Longtemps assimilées au travail des bookmakers, les données sportives sont désormais omniprésentes lors des séances d’entrainement. Football, athlétisme, natation, tennis, rugby, aviron : autant de disciplines qui misent aujourd’hui sur elles pour faire des résultats. Des données récoltées par des capteurs sans fil, généralement placés autours du corps de l’athlète pour calculer et analyser ses aptitudes physiques.

C’est ce que l’on appelle le « sport tracking », une technologie aujourd’hui utilisée par de nombreuses équipes et fédérations. En France, la société Mac Lloyd Sport[2] dédient le monopole de cet outil et fournit déjà plusieurs équipes professionnelles comme l’Olympique Lyonnais ou le Racing 92.

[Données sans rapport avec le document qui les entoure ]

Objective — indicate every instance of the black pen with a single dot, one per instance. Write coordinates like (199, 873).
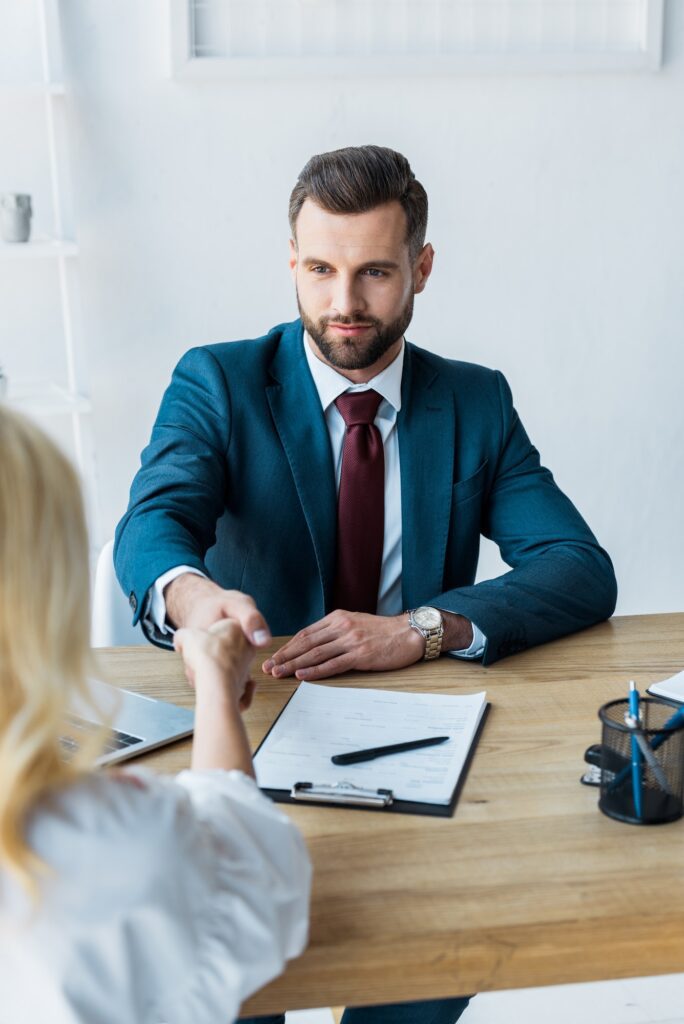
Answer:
(381, 752)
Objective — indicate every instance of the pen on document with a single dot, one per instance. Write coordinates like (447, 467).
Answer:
(636, 753)
(380, 752)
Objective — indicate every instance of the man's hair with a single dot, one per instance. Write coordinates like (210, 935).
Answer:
(358, 178)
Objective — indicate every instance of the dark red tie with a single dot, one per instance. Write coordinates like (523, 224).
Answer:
(360, 505)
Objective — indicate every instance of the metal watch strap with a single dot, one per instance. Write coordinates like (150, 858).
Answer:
(432, 637)
(433, 644)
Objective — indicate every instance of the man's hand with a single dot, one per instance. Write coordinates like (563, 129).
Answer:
(346, 640)
(195, 602)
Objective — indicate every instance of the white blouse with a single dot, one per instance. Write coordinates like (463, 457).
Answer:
(168, 900)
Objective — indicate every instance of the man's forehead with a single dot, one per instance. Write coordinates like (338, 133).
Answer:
(383, 228)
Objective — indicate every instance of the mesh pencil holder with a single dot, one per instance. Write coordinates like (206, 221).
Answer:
(642, 769)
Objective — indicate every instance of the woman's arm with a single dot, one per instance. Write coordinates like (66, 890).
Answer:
(217, 665)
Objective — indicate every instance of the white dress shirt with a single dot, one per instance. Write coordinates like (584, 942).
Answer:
(166, 900)
(330, 385)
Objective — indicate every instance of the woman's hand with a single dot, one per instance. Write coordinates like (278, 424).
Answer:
(218, 658)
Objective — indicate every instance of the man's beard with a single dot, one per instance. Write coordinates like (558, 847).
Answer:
(350, 353)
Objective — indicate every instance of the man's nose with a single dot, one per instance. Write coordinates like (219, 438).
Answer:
(347, 299)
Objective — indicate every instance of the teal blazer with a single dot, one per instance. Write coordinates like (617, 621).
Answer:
(238, 480)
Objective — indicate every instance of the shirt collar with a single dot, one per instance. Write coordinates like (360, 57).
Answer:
(331, 385)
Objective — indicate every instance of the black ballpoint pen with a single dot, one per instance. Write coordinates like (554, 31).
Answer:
(380, 752)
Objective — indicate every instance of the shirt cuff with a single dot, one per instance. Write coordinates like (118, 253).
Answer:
(154, 612)
(476, 648)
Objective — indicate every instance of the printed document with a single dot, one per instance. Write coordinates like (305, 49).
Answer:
(321, 721)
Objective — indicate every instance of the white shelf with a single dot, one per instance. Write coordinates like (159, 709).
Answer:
(214, 39)
(45, 398)
(38, 249)
(32, 88)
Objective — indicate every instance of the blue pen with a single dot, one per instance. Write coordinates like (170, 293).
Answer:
(673, 722)
(636, 753)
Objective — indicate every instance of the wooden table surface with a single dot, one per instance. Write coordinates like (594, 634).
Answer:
(528, 884)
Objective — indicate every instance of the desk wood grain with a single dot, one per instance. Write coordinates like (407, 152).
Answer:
(527, 885)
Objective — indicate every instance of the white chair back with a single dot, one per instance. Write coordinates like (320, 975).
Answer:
(111, 624)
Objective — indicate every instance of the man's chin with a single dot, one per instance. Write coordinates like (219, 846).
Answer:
(347, 353)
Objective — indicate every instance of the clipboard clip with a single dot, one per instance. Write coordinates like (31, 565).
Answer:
(341, 793)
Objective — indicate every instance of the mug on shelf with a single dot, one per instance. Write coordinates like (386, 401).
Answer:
(15, 216)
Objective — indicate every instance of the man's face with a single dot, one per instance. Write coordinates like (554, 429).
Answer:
(355, 284)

Ces systèmes « intrusifs » se présentent sous la forme de capteurs wearables GPS intégrés à un équipement ou un objet, communiquant avec un récepteur relié à une plateforme numérique. L’outil transmet plus de 150 indicateurs et 1000 données par seconde en temps direct, consultables par le staff technique et les entraîneurs. Rythme cardiaque, position GPS et données d’accélération peuvent être immédiatement analysées par le préparateur physique pour interpréter la condition physique du sportif et de l’équipe. Objectif visé par ce dispositif : mieux individualiser les performances des joueurs sur le terrain  pour pouvoir ajuster l’intensité et le volume d’entrainement des joueurs lors de leurs séances quotidiennes.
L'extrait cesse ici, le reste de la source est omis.